ImmunoDiff: A Diffusion Model for Immunotherapy Response Prediction in Lung Cancer
This work addresses a critical unmet need for lung cancer patients by improving prediction accuracy, though it is incremental as it builds on existing diffusion and conditioning methods.
The study tackled the problem of predicting immunotherapy response in Non-Small Cell Lung Cancer by introducing ImmunoDiff, a diffusion model that synthesizes post-treatment CT scans from baseline imaging, resulting in a 21.24% improvement in balanced accuracy for response prediction and a 0.03 increase in c-index for survival prediction.

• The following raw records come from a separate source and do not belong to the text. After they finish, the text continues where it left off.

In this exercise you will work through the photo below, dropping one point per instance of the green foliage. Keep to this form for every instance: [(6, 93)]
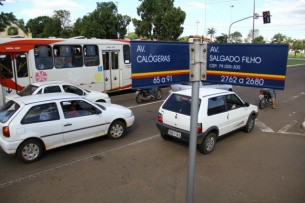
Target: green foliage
[(104, 23), (159, 20), (44, 26), (6, 19)]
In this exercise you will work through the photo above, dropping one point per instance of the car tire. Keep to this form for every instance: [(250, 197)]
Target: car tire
[(30, 151), (262, 103), (250, 124), (208, 144), (139, 98), (117, 130), (165, 136)]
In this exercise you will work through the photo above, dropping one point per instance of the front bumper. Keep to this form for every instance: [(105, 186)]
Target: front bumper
[(185, 135)]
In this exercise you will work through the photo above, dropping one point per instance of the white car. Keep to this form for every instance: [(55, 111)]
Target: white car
[(60, 86), (220, 112), (202, 84), (33, 124)]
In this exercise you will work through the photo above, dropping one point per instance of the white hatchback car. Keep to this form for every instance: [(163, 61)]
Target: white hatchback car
[(202, 84), (32, 124), (220, 112), (60, 86)]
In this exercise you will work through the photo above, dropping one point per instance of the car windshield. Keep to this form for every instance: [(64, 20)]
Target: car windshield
[(179, 104), (8, 110), (28, 90)]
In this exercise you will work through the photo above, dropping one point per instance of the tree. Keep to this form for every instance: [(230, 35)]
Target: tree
[(236, 36), (44, 26), (259, 39), (159, 20), (103, 22), (222, 39), (211, 32), (279, 38), (6, 19), (64, 17)]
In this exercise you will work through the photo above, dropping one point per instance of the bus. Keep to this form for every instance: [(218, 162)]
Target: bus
[(94, 64)]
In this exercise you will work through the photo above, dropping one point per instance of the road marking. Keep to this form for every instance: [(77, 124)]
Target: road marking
[(263, 127), (35, 175), (145, 104)]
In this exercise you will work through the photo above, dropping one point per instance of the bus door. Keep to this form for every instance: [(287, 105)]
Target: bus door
[(111, 70), (14, 73)]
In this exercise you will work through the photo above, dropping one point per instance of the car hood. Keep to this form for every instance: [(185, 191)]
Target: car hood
[(10, 97)]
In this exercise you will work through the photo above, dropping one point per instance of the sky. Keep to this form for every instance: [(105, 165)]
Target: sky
[(287, 17)]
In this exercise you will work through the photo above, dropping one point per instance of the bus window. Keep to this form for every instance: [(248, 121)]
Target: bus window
[(126, 53), (43, 57), (6, 66), (67, 56), (106, 60), (22, 68), (91, 55), (115, 60)]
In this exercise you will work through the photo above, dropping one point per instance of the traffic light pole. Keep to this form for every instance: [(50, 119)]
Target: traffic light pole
[(236, 22)]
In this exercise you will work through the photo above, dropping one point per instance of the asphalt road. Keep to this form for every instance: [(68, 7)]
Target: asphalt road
[(267, 165)]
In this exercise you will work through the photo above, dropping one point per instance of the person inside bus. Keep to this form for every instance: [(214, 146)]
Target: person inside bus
[(68, 63)]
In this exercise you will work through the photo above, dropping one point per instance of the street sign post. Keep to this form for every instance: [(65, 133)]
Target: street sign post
[(159, 63), (255, 65)]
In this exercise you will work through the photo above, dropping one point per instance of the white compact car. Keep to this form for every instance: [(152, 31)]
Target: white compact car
[(220, 112), (32, 124), (60, 86), (202, 84)]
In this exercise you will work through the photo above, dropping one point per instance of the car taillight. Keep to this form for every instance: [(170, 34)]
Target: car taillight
[(6, 131), (199, 128), (160, 117)]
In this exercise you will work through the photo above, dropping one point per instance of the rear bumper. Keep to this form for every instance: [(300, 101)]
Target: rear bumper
[(185, 135)]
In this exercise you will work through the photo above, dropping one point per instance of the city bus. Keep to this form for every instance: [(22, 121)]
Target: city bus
[(94, 64)]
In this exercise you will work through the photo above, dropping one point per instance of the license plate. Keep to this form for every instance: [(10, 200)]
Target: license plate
[(174, 133)]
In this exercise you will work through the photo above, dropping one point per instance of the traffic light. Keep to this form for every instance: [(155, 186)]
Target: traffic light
[(266, 17)]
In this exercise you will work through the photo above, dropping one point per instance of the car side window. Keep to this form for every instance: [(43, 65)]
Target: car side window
[(233, 101), (41, 113), (52, 89), (73, 89), (216, 105), (77, 108)]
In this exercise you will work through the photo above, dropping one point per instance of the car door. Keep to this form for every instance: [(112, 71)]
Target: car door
[(237, 114), (43, 121), (217, 114), (82, 121)]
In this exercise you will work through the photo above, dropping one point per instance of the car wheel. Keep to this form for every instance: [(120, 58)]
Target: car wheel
[(165, 136), (208, 144), (30, 151), (262, 103), (139, 98), (250, 124), (116, 130), (159, 95)]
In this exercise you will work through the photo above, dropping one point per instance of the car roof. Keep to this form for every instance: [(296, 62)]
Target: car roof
[(203, 92), (45, 97), (39, 84)]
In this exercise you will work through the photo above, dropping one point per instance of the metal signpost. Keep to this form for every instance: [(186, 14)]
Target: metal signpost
[(255, 65), (159, 63), (165, 63)]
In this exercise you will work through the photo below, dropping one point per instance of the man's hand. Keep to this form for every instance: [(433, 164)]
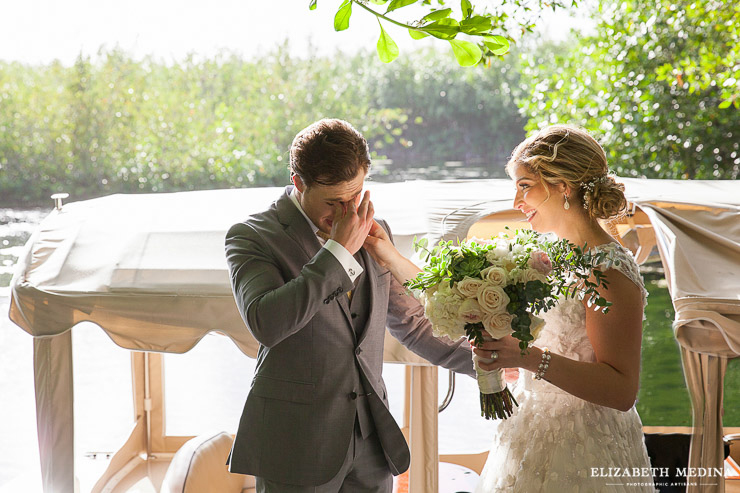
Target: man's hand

Accurately predicting immunotherapy response in Non-Small Cell Lung Cancer (NSCLC) remains a critical unmet need. Existing radiomics and deep learning-based predictive models rely primarily on pre-treatment imaging to predict categorical response outcomes, limiting their ability to capture the complex morphological and textural transformations induced by immunotherapy. This study introduces ImmunoDiff, an anatomy-aware diffusion model designed to synthesize post-treatment CT scans from baseline imaging while incorporating clinically relevant constraints. The proposed framework integrates anatomical priors, specifically lobar and vascular structures, to enhance fidelity in CT synthesis. Additionally, we introduce a novel cbi-Adapter, a conditioning module that ensures pairwise-consistent multimodal integration of imaging and clinical data embeddings, to refine the generative process. Additionally, a clinical variable conditioning mechanism is introduced, leveraging demographic data, blood-based biomarkers, and PD-L1 expression to refine the generative process. Evaluations on an in-house NSCLC cohort treated with immune checkpoint inhibitors demonstrate a 21.24% improvement in balanced accuracy for response prediction and a 0.03 increase in c-index for survival prediction. Code will be released soon.